The positioning you take needs to be aligned to the market that your brand is going to own. It’s what makes you unique and why you should be chosen above the competition.
Test your messaging and campaigns with different audiences and prospects to know if you’re going in the right direction, and never be afraid to tear up what you perceive to be a great idea if the feedback and data says so.
For many start-ups or SMEs, it’s hard to compete with businesses with large budgets and access to dedicated marketing agencies. In order to cut through the noise, you need to focus on marketing activities that will get you noticed.
Building a meaningful brand takes time and money and many young companies don’t have either of these resources in abundance. The solution? Build a brand that stands out in its messaging and creates a platform for unique and eye-catching ideas.
Sometimes going big and bold is your only opportunity to ‘earn’ attention (as opposed to paying substantial amounts for it). My favourite example of this includes the ‘We’re OK Hun’ campaign from Hun Wines during the 2020 lockdown in London. They had an opportunity to buy cheap ad space in prime areas such as Oxford Circus to create a stir with this clever viral campaign.
Do more than build it
Lots of brands seem to think: ‘build and they will come’. In B2B marketing nothing could be further from this.
What happens when you’ve launched your product, the doors are open for business and the customers don’t come?
What are you going to do to build around the launch? Have you briefed your sales team? Devised a PR plan? Forged partnerships? Worked on creative content and events to support?
To move the needle, marketers need to be making moves across multiple channels and pull a number of levers synchronously and strategically. Focus on the activities you can build around business announcements or product launches to really elevate the comms around your brand.
Invest in your tools
The less manual work you have to do the better. A huge consideration as a marketer is your martech stack.
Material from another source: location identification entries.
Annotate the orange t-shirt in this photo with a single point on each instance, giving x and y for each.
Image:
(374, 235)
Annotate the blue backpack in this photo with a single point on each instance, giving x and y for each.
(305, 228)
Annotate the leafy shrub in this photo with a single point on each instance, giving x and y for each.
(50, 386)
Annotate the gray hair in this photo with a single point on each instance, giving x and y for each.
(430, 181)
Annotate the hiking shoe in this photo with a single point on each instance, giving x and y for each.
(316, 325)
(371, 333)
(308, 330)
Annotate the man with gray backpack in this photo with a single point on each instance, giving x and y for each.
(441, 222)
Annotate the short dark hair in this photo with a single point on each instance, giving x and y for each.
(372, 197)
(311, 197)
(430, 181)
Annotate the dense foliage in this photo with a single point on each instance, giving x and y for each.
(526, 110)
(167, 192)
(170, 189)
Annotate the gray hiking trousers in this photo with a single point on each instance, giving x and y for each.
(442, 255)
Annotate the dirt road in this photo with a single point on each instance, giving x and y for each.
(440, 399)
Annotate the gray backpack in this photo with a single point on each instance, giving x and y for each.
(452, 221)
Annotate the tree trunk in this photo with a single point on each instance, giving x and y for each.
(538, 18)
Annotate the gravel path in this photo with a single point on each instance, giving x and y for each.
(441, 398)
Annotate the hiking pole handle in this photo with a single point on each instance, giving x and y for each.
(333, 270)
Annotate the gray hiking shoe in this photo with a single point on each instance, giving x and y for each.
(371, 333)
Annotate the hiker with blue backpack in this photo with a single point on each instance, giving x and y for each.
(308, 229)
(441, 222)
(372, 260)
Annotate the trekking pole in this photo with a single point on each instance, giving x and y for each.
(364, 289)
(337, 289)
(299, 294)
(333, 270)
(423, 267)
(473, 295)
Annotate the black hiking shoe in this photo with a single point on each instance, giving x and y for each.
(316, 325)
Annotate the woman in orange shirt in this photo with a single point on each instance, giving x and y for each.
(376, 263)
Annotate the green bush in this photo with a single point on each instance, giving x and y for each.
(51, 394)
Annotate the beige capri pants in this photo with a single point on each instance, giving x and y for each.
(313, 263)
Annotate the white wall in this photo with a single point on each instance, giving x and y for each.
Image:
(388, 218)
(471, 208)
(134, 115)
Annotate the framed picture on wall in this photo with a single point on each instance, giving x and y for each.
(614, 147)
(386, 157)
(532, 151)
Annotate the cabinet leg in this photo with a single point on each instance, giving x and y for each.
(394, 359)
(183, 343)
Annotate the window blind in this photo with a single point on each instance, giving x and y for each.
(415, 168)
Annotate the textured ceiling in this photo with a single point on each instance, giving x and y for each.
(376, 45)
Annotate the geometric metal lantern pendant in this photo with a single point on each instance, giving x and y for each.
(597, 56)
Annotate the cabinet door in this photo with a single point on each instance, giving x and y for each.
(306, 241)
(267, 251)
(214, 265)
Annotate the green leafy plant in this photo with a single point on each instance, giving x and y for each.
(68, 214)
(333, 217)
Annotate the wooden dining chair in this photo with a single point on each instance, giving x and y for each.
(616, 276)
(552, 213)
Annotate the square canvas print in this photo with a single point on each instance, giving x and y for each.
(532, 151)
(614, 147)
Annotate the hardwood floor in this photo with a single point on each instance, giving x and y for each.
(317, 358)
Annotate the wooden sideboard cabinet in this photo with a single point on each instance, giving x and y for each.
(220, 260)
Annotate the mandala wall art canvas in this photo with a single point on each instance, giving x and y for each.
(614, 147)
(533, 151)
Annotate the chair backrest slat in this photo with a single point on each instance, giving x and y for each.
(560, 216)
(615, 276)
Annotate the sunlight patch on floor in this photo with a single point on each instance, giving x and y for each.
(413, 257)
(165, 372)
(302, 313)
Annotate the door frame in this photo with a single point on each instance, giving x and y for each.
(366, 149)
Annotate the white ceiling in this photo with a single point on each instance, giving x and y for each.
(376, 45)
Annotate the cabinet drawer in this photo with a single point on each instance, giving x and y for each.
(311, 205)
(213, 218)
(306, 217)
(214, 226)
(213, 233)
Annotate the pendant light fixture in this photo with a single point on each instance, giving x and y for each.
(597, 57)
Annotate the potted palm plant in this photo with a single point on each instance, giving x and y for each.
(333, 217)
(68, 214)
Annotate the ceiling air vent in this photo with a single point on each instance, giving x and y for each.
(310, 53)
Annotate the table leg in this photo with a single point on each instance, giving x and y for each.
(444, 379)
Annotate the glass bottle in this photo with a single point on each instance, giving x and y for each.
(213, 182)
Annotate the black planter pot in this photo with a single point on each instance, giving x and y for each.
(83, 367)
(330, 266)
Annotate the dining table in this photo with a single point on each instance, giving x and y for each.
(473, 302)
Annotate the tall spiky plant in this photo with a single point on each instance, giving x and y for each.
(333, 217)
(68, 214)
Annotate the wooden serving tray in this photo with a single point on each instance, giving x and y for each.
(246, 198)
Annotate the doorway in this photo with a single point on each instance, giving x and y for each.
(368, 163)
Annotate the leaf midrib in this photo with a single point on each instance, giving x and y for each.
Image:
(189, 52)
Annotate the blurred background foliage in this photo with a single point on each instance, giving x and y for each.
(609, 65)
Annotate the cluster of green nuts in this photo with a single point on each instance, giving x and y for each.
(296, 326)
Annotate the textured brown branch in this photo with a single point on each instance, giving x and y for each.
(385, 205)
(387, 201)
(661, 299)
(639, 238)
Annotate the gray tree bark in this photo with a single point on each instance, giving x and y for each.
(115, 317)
It is important that you build a marketing tech stack that can be with you for the long haul. Be sure to pick tools that don’t just help you scale, but still serve their purpose when you have scaled.
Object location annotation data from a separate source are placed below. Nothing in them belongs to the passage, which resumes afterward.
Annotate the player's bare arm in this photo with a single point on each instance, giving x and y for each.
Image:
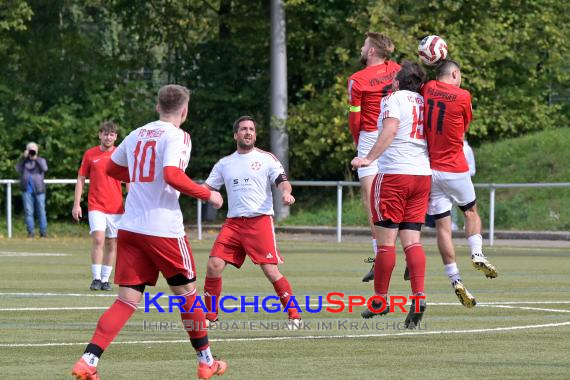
(286, 189)
(117, 171)
(76, 212)
(176, 178)
(390, 127)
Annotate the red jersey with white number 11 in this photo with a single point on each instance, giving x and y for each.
(447, 115)
(152, 206)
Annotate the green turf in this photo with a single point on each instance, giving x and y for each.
(446, 347)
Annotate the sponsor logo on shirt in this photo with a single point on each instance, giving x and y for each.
(256, 165)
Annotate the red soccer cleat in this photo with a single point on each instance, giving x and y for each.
(216, 369)
(83, 371)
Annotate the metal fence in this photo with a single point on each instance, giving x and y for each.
(339, 194)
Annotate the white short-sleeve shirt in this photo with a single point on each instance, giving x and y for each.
(247, 178)
(152, 206)
(407, 154)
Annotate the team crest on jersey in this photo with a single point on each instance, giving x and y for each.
(256, 165)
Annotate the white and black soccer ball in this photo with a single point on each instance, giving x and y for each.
(432, 50)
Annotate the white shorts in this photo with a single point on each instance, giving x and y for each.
(447, 188)
(366, 141)
(99, 221)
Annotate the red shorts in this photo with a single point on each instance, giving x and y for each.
(400, 197)
(140, 258)
(254, 237)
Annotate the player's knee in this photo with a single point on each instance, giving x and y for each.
(179, 280)
(98, 239)
(470, 208)
(271, 271)
(215, 266)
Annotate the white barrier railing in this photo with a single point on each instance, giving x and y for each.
(339, 187)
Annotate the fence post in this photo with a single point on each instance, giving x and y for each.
(9, 209)
(492, 215)
(199, 217)
(339, 213)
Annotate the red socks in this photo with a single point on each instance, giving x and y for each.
(112, 322)
(284, 292)
(194, 323)
(383, 267)
(416, 261)
(212, 287)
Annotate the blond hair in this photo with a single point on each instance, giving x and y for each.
(381, 43)
(172, 98)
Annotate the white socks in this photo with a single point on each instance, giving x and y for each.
(476, 244)
(106, 272)
(452, 272)
(205, 356)
(96, 271)
(101, 272)
(90, 359)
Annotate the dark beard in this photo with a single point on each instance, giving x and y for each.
(245, 146)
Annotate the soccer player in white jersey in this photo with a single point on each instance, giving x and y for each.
(151, 236)
(400, 190)
(248, 230)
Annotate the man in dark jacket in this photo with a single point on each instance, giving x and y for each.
(32, 168)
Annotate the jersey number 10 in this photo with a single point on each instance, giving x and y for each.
(147, 159)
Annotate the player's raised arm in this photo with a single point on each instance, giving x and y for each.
(176, 178)
(354, 97)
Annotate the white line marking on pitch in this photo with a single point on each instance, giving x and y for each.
(410, 333)
(31, 254)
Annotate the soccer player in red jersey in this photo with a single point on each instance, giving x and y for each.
(248, 230)
(105, 205)
(400, 190)
(151, 236)
(366, 88)
(447, 115)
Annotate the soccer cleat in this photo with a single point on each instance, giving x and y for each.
(463, 294)
(367, 314)
(83, 371)
(216, 369)
(96, 285)
(296, 323)
(481, 263)
(413, 318)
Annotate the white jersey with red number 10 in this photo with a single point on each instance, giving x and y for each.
(407, 154)
(152, 206)
(248, 178)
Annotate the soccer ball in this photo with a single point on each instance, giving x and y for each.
(432, 49)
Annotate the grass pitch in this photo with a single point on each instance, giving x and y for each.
(519, 329)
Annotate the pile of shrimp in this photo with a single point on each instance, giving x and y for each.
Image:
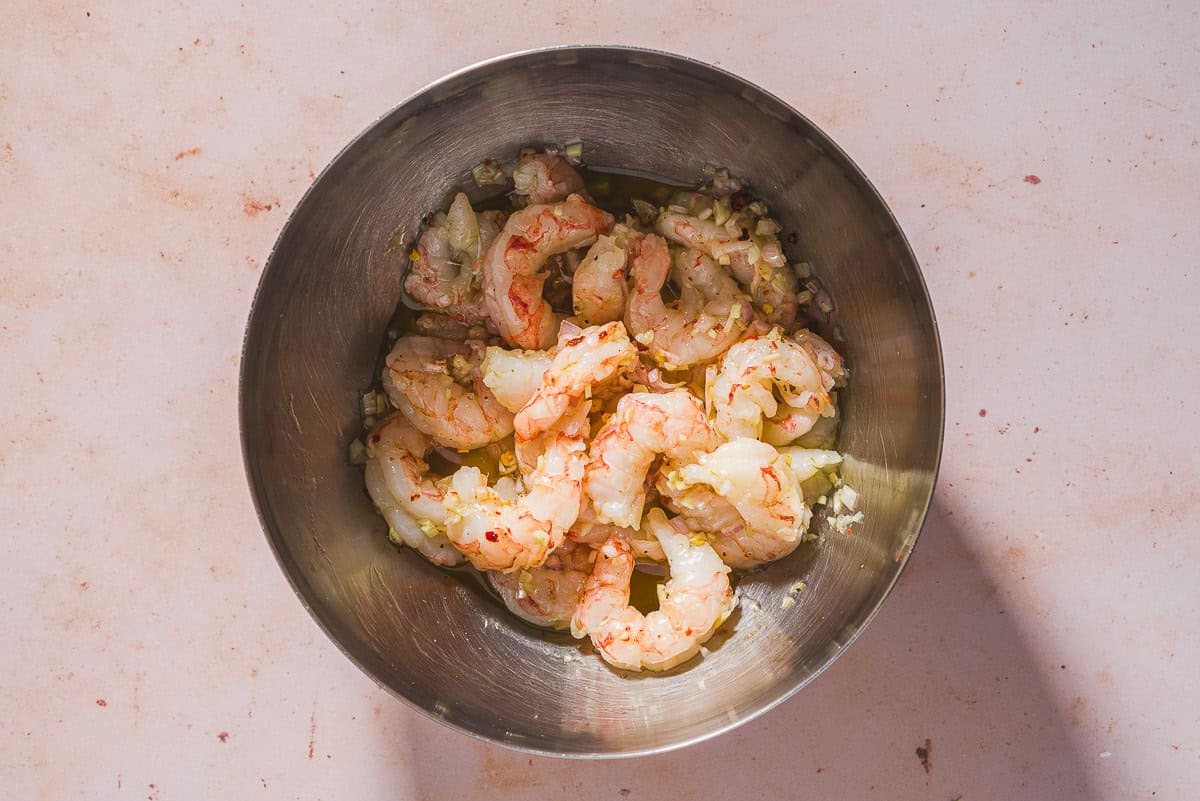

Replacing a critical tool you’ve outgrown can slow your company’s growth momentum. New systems can take months or even years to integrate fully, and the bigger you are, the more expensive they are to introduce.
Align your teams
Marketing and sales departments often set their strategies and goals separately from each other. But when they aren’t aligned, both teams suffer.
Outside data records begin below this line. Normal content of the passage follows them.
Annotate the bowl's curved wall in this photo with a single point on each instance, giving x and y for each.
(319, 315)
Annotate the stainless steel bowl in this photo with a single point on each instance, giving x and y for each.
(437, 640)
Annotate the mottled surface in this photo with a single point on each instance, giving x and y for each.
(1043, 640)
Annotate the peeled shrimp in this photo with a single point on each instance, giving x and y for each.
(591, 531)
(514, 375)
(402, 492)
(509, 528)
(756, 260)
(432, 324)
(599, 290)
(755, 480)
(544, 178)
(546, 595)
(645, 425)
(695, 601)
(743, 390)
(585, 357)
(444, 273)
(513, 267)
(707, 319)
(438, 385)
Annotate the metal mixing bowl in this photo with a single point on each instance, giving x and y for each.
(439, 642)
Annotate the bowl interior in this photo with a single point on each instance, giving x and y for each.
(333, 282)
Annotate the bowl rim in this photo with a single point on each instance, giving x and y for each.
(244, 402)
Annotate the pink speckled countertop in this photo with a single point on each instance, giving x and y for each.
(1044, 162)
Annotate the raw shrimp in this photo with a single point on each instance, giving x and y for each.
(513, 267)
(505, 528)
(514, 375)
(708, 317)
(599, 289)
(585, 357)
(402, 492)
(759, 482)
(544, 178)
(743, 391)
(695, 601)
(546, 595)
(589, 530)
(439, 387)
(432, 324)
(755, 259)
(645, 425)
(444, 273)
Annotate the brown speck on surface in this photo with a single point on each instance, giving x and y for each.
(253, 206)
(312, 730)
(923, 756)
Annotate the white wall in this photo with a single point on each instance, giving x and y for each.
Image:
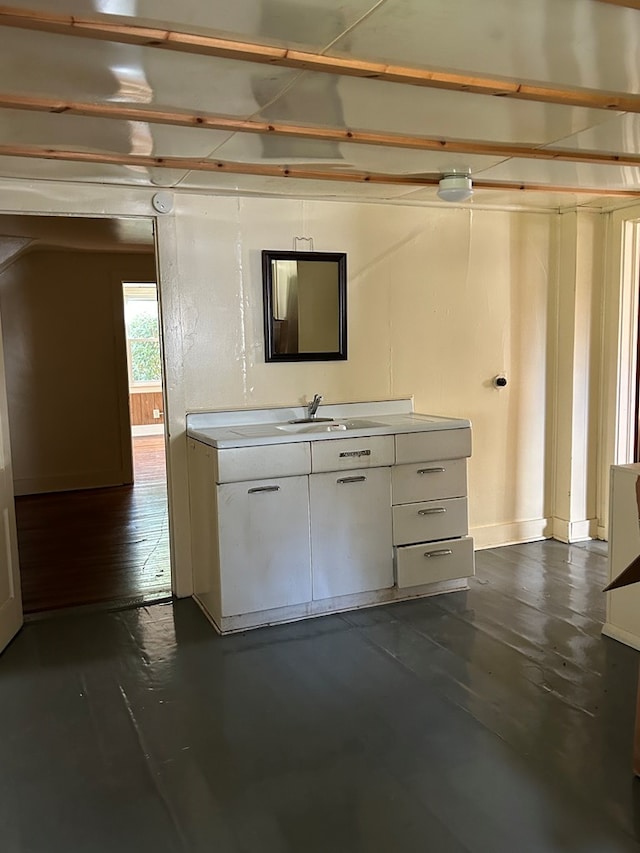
(65, 357)
(439, 302)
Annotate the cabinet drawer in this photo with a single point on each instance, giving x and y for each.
(427, 482)
(437, 561)
(235, 464)
(421, 522)
(373, 451)
(435, 444)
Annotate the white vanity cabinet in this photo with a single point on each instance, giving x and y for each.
(291, 519)
(264, 551)
(430, 519)
(351, 531)
(250, 538)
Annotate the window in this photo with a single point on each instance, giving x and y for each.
(143, 335)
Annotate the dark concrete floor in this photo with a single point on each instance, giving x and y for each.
(492, 720)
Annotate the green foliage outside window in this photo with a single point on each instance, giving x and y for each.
(142, 331)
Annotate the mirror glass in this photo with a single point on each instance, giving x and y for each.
(305, 305)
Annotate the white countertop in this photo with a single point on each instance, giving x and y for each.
(255, 427)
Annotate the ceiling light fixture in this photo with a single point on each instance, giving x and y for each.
(455, 187)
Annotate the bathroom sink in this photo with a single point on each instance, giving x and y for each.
(325, 426)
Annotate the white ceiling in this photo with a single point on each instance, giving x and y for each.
(567, 43)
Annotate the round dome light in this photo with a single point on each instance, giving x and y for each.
(455, 188)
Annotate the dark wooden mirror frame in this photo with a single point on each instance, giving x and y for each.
(339, 258)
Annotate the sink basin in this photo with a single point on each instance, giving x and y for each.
(332, 426)
(311, 420)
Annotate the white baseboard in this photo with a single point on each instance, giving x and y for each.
(68, 482)
(621, 636)
(147, 429)
(513, 533)
(574, 531)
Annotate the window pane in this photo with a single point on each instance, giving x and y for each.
(141, 318)
(145, 361)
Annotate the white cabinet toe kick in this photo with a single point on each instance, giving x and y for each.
(290, 531)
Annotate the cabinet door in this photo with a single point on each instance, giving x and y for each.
(265, 558)
(351, 532)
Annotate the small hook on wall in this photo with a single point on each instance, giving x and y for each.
(308, 240)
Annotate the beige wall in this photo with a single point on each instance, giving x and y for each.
(440, 301)
(62, 321)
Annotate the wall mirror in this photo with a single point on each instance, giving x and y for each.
(305, 305)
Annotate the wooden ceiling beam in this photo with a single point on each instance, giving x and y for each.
(629, 4)
(133, 112)
(197, 164)
(103, 29)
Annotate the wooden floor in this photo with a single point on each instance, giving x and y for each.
(497, 720)
(97, 545)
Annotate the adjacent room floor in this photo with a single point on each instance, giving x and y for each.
(98, 545)
(497, 719)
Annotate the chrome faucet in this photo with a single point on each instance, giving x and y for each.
(313, 406)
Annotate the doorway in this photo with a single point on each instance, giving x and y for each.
(91, 506)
Ultimately, it’s crucial that your head of marketing and head of sales are on the same page and reaching for the same goals together. Sales and marketing alignment starts with sharing the same objectives and KPIs. This means setting common goals for both departments to work towards together.
Carefully planned campaigns will bring salespeople’s intimate knowledge of your customers into the company’s core. These insights will also help build better products for the future.
The bottom line is that nurturing your relationship with sales across the business is key for marketing efficiency and revenue growth of the business.
Broaden your perspective
Diversity of people inspires a diversity of thought. Diversity of thought fosters a creative environment that allows ideas to flourish.
I don’t always hire on B2B experience but, rather, a passion for storytelling, creativity and bringing a brand to life through various activities.
When you work in marketing there is a real opportunity to lead meaningful change in how your brand is perceived by the world. To do this effectively, you need a team of different perspectives which is unified in its ambition to do things differently.
Take it step by step
Marketing can be overwhelming. Focus on small incremental changes that make a huge difference over time.
Automate the tasks you find yourself short on time to complete.
Clearly define your niche and category and stick to it.
Involve your customers, always.
Keep a positive and open relationship between sales and marketing to scale your B2B marketing the best way possible.
Katie Mannion is the senior marketing manager at Pleo, a workplace spend management platform. An experienced B2B marketer, she helps drive strategy, teams and creativity for the fintech unicorn.